= Thomas Spencer (cricketer) =

English cricketer

Thomas Spencer (10 June 1850 – 28 November 1933) played first-class cricket for Somerset in three matches between 1891 and 1893. His birthplace is not known, and he died at Bishopsteignton, Devon.

Spencer's batting and bowling styles are not known and in his three first-class matches, one in 1891 and two in 1893, and all played when he was more than 40 years old, he batted as a tail-ender and did not bowl. His highest first-class score was 14, made in his first match, against Yorkshire, for whom George Hirst was also making his debut. Spencer had, however, played as a middle-order batsman and as an occasional bowler in other matches for Somerset during the period up to 1891 when the team's matches were not deemed first-class.

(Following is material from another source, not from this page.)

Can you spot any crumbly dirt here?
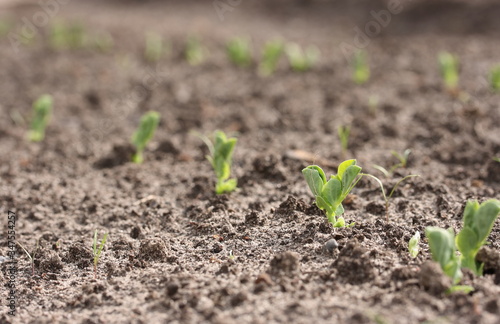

Spencer's role within Somerset County Cricket Club was wider than just as a player: a history of the club indicates that at the time of the restoration of Somerset to first-class status, Spencer was helping the club secretary, H. E. Murray-Anderdon, with the administration duties, a task he handed over when Sammy Woods was recruited as an "amateur" player in need of financial assistance in 1893. Another history refers to him as the "diffident and effective joint secretary" alongside Murray-Anderdon. As a Somerset official, he attended the meeting of the County Cricket Council in December 1890 with Somerset captain Herbie Hewett at which the council unexpectedly voted to abolish itself, opening the way for the first-class counties to increase their number by arranging fixtures between themselves, with Somerset as the first beneficiary of this loosening of the rules.